CVW hears how ZF engineers literally became test crash dummies in a bid to improve bus passenger safety.
Every driver who has suddenly had to hit the brakes while driving will know the impact of these forces on the body. While the occupants of a car can rely on seatbelts to help counter this forward momentum, what happens when it’s a city bus full of people? Unaware of the impending collision ahead, without seatbelts and many standing, passengers are left vulnerable.

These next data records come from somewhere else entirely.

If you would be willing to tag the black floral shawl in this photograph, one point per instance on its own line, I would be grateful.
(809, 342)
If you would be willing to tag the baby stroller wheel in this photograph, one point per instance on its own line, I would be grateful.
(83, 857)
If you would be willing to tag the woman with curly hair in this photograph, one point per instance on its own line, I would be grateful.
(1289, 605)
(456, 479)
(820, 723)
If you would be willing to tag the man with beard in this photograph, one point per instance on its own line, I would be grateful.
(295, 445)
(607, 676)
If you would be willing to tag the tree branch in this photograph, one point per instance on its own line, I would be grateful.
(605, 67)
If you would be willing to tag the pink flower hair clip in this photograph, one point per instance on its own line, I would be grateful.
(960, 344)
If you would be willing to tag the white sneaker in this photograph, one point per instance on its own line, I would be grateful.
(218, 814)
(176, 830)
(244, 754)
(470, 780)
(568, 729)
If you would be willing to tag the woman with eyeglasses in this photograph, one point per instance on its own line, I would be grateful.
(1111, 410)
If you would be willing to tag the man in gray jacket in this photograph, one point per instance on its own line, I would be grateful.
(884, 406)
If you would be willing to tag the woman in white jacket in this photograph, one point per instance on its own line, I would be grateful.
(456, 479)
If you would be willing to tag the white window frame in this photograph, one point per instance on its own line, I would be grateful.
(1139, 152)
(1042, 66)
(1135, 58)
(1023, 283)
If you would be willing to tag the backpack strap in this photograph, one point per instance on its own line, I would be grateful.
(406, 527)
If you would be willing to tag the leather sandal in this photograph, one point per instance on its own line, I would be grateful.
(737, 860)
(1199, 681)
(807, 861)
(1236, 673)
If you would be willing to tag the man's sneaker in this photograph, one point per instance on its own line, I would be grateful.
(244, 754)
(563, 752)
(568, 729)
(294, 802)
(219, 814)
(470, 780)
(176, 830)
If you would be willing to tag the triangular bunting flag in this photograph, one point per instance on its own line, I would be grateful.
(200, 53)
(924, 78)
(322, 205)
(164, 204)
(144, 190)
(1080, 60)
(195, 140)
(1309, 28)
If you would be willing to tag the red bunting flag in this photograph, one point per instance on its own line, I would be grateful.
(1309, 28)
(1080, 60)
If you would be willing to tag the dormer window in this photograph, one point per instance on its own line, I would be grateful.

“Coming to a sudden full stop might avoid a crash, but passengers can still get injured from falling over and bumping into each other,” explains Philipp Helmich, head of vehicle dynamics product lines with ZF’s commercial vehicle solutions division. “Using our experience and knowledge, we have developed a pioneering new collision mitigation system (CMS) for city buses. By connecting the radar and camera with a central processing unit and braking system, City bus CMS addresses the clear and pressing demand for ever-higher levels of safety in city traffic.”
Offering active braking to help avoid frontal collisions with other road users, including vehicles, bicycles and pedestrians, ZF’s city bus CMS system helps counter the adverse impact of braking momentum on passengers. Helping reduce the risk of accidents and injuries both inside and outside of the bus, ZF’s solution is the industry’s first manufacturer independent CMS specifically engineered for city bus applications.

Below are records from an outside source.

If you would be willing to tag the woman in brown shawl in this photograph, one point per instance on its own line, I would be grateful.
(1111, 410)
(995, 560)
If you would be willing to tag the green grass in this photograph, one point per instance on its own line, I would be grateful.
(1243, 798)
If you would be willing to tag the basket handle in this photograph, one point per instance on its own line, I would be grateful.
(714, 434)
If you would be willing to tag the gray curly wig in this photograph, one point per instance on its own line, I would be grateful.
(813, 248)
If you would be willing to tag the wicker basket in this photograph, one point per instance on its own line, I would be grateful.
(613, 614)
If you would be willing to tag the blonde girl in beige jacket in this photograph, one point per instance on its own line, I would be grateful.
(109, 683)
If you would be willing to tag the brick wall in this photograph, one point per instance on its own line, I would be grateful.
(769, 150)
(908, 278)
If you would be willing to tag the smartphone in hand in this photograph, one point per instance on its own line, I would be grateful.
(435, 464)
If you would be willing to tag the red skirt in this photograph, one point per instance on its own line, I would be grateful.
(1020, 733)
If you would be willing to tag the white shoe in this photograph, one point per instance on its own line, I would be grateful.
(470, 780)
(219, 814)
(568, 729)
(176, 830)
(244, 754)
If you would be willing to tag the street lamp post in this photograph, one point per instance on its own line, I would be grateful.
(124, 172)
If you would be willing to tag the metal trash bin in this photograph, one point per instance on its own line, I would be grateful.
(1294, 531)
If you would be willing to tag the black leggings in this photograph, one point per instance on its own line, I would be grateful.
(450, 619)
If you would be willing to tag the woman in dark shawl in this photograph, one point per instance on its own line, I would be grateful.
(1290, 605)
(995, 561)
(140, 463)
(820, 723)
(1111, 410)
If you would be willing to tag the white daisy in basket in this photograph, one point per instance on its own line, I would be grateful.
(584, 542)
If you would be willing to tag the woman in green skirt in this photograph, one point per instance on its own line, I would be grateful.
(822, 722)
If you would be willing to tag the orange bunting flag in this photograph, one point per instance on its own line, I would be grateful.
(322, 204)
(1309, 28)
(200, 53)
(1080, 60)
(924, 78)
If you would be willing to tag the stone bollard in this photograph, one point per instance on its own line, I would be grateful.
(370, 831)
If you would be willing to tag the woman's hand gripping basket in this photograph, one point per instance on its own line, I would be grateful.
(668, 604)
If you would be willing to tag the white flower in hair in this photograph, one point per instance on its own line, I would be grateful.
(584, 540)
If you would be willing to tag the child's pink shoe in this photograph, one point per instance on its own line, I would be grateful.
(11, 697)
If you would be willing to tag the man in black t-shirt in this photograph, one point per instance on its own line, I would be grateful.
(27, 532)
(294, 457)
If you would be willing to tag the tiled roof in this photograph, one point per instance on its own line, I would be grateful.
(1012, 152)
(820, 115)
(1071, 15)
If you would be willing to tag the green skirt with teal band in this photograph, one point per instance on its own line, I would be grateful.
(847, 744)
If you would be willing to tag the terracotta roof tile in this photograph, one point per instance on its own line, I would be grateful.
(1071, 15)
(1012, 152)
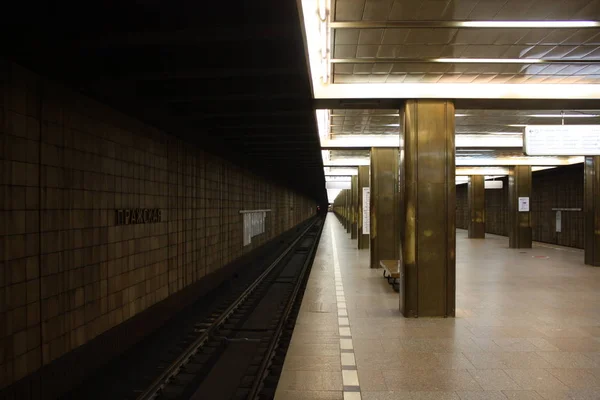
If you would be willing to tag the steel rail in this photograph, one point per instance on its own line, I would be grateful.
(263, 368)
(165, 377)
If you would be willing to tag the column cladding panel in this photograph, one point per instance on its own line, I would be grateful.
(68, 272)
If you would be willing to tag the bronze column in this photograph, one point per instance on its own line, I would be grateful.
(348, 210)
(427, 278)
(354, 213)
(476, 207)
(363, 182)
(519, 196)
(384, 207)
(591, 207)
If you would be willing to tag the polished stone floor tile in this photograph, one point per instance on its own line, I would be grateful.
(522, 395)
(576, 378)
(313, 363)
(309, 395)
(569, 360)
(371, 380)
(534, 379)
(438, 395)
(389, 395)
(487, 395)
(430, 380)
(310, 381)
(494, 379)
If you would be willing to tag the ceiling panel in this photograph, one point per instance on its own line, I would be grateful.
(423, 10)
(382, 44)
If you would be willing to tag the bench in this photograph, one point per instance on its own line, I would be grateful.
(391, 272)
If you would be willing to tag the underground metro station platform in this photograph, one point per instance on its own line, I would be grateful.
(310, 199)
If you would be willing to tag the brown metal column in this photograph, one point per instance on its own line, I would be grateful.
(343, 207)
(476, 207)
(591, 207)
(354, 211)
(519, 186)
(363, 182)
(348, 210)
(384, 205)
(427, 279)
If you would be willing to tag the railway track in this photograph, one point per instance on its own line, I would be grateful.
(233, 349)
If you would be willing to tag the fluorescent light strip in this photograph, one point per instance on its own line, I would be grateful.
(489, 133)
(491, 60)
(563, 116)
(462, 24)
(457, 150)
(529, 24)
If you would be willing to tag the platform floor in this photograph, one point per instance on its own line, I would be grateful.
(527, 327)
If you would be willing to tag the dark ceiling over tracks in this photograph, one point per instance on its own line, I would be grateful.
(231, 76)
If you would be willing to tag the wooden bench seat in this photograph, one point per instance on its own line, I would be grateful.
(391, 272)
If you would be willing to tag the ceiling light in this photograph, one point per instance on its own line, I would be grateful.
(563, 116)
(489, 133)
(530, 24)
(472, 150)
(323, 9)
(489, 60)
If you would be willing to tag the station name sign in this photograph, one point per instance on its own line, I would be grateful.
(130, 216)
(562, 140)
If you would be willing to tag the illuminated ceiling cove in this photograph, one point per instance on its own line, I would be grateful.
(451, 49)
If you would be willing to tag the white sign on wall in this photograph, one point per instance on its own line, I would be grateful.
(366, 211)
(254, 224)
(493, 184)
(523, 204)
(562, 140)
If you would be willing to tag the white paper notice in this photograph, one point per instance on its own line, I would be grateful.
(523, 204)
(366, 211)
(562, 140)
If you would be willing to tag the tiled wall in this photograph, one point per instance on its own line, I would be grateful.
(558, 188)
(554, 188)
(67, 272)
(496, 209)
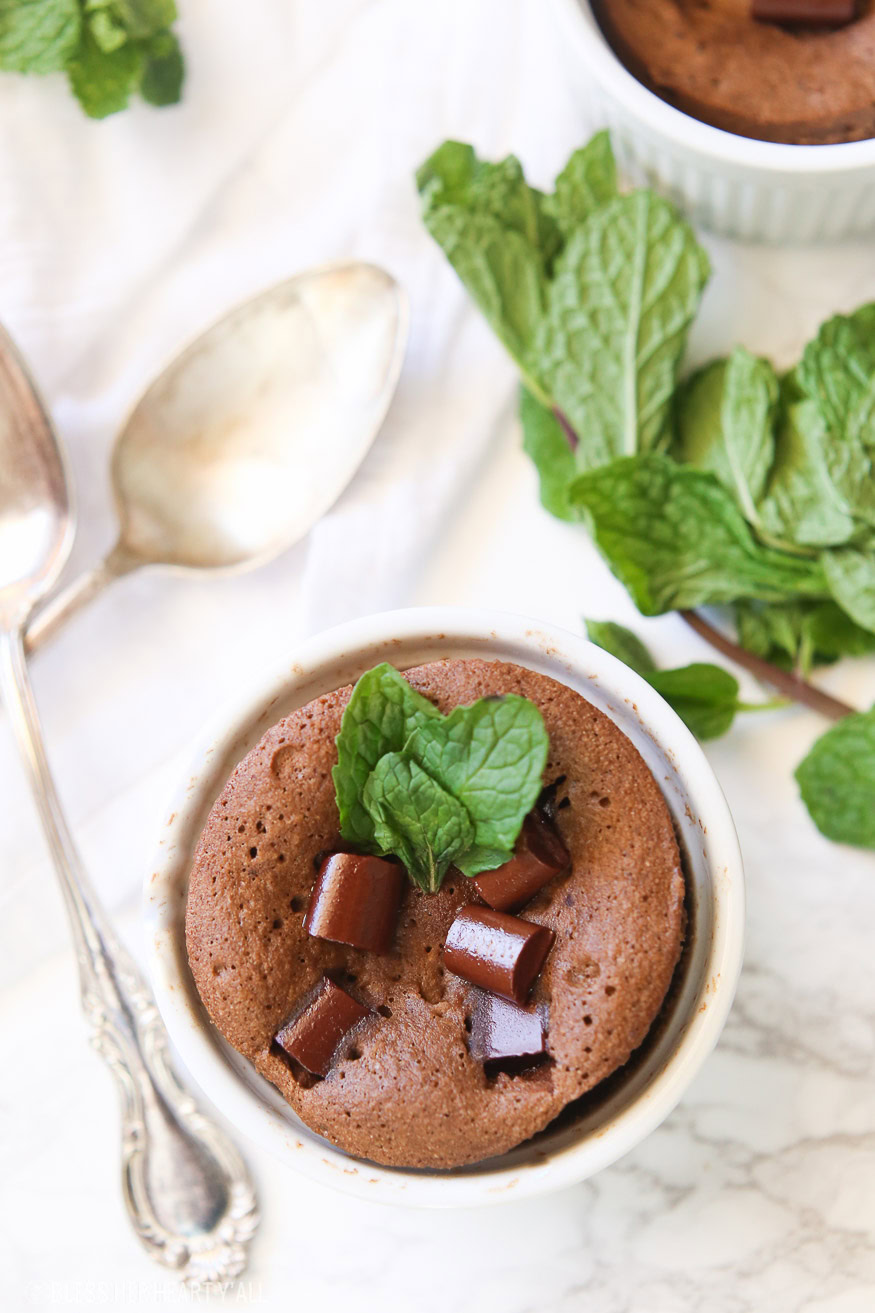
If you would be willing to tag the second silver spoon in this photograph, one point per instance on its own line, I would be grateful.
(252, 432)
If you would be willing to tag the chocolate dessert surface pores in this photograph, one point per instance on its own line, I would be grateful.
(714, 61)
(403, 1087)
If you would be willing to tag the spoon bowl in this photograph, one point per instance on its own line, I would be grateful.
(36, 514)
(252, 432)
(185, 1187)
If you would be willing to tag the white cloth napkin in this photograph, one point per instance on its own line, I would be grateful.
(296, 143)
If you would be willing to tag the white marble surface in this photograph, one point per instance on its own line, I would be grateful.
(296, 145)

Balancing safety requirements was crucial to the development of City Bus CMS. The key question was how much braking force is necessary to maximise the chance of avoiding a crash while keeping occupants inside the bus safe? To figure this out, advanced driver assistance systems (ADAS) experts from ZF went above and beyond the usual testing protocols. At the company’s test track in Jeversen, Germany, the team strapped on safety harnesses and helmets on board a city bus. Testing, documenting and evaluating the experience at different speeds and braking forces from a passenger perspective helped to determine how much deceleration intensity is acceptable at a given speed.
“After that, we had to transfer these findings into algorithms for the system’s control software,” points out Jakob Schmidt, customer requirements engineer with ZF’s CVS division. “What we did was integrate the data with ZF’s advanced braking capabilities that are precisely calibrated to the vehicle’s speed and weight. That way, we achieve a seamless interaction between the ADAS and braking system.

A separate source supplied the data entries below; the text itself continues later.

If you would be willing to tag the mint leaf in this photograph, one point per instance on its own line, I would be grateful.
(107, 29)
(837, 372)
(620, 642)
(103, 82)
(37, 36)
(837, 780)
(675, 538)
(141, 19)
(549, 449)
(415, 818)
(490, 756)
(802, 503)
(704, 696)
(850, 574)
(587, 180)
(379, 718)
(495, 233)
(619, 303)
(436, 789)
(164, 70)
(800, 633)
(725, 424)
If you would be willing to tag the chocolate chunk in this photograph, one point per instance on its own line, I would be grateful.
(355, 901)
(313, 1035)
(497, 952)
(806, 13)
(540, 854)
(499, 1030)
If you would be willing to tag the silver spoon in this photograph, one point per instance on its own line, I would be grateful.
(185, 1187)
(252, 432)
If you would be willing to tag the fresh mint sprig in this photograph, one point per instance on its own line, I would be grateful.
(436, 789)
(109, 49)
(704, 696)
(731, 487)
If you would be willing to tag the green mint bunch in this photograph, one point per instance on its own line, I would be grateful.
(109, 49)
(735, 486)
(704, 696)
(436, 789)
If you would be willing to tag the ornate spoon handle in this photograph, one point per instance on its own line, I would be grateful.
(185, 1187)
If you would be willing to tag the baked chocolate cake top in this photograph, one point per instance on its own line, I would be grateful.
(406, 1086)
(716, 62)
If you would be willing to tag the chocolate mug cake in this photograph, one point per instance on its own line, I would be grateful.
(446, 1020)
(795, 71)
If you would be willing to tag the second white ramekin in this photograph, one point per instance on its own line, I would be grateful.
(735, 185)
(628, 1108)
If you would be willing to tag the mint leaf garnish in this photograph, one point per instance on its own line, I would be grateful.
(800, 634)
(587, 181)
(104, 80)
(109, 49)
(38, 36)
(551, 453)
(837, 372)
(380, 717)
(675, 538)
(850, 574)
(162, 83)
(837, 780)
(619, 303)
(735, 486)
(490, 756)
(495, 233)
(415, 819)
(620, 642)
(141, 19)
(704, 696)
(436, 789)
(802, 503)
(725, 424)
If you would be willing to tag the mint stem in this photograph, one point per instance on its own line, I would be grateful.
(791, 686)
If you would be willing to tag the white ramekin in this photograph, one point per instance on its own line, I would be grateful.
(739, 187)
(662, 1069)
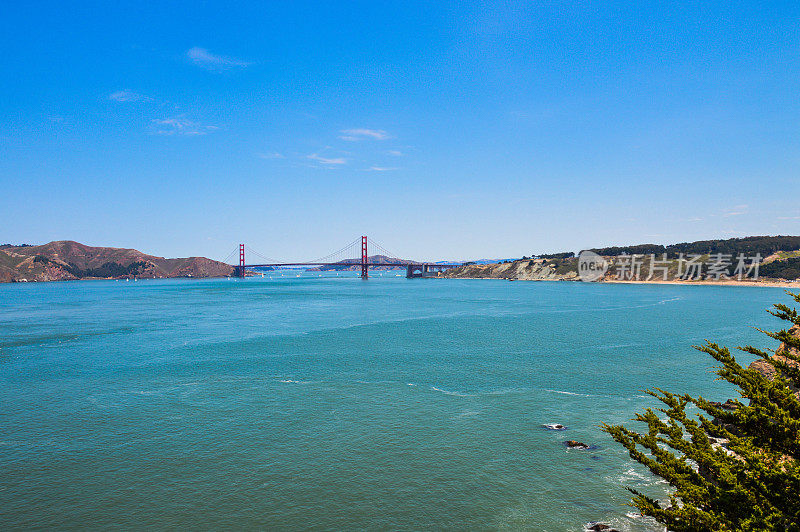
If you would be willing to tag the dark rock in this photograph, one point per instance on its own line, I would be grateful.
(600, 526)
(572, 444)
(770, 371)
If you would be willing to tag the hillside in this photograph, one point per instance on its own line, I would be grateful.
(780, 256)
(67, 260)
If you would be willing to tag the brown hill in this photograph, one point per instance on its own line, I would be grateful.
(67, 260)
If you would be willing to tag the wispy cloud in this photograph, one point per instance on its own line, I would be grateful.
(326, 160)
(363, 134)
(739, 210)
(213, 62)
(272, 155)
(126, 95)
(179, 125)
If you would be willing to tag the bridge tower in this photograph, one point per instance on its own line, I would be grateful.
(364, 258)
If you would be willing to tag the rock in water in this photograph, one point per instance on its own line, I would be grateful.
(600, 526)
(572, 444)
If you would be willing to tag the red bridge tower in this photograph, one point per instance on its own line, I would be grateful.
(364, 258)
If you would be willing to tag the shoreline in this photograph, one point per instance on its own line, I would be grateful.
(763, 284)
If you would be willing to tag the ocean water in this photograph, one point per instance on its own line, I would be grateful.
(333, 403)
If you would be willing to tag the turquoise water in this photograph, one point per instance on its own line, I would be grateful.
(334, 403)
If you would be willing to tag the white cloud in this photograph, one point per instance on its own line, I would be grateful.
(126, 95)
(362, 134)
(272, 155)
(216, 63)
(179, 125)
(326, 160)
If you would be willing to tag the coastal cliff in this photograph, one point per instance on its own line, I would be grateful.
(67, 260)
(523, 270)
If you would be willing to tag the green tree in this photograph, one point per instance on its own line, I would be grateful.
(732, 466)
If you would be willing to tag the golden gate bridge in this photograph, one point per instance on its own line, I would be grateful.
(346, 257)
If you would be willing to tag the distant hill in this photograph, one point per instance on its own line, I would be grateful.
(780, 259)
(765, 245)
(355, 264)
(67, 260)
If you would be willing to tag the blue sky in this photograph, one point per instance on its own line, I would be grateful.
(443, 130)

“Braking pressure is carefully applied across the braking profile, making passengers far less likely to be jolted and put off-balance,” adds Schmidt. “Designing the breaking profile like that minimises the adverse effect on the passengers while still providing the best possible support for the bus driver in these challenging situations.”
Emergency braking assistance systems for city buses are not currently regulated and need a different approach to help safeguard passengers from injury during emergency braking. The complex and highly dynamic urban traffic environment also makes it difficult to implement. ZF’s solution tackles these issues head on. Signals from the sensing units are transmitted and calculated to make “intelligent” braking for the city bus possible. A slight brake easing after initial pressure helps give standing passengers the opportunity to hold on and prevent a fall before brake force is again increased.
Offering significant value for manufacturers and fleet customers, ZF claims its city bus CMS represents a major step forward in enhancing bus safety for passengers and road users alike. Helping mitigate hazardous traffic situations in the complexity of an urban environment requires sophisticated situational analysis, including advanced object detection and classification. Building on ZF’s safety systems expertise, the CMS draws on its latest OnGuardMAX technology with specific features and functionalities that are tailored to city bus applications.
Combining the data from its state-of-the-art camera and radar provides continuous analysis of the traffic situation. If an impending collision is detected, the system can issue a forward collision warning (FCW) and automatically apply the brakes to help mitigate or avoid an accident.
The system is compatible with both electric and internal combustion engines. Having already secured business wins from leading bus manufacturers, ZF will initially launch its city bus CMS in Europe and, ultimately, plans to roll the system out worldwide.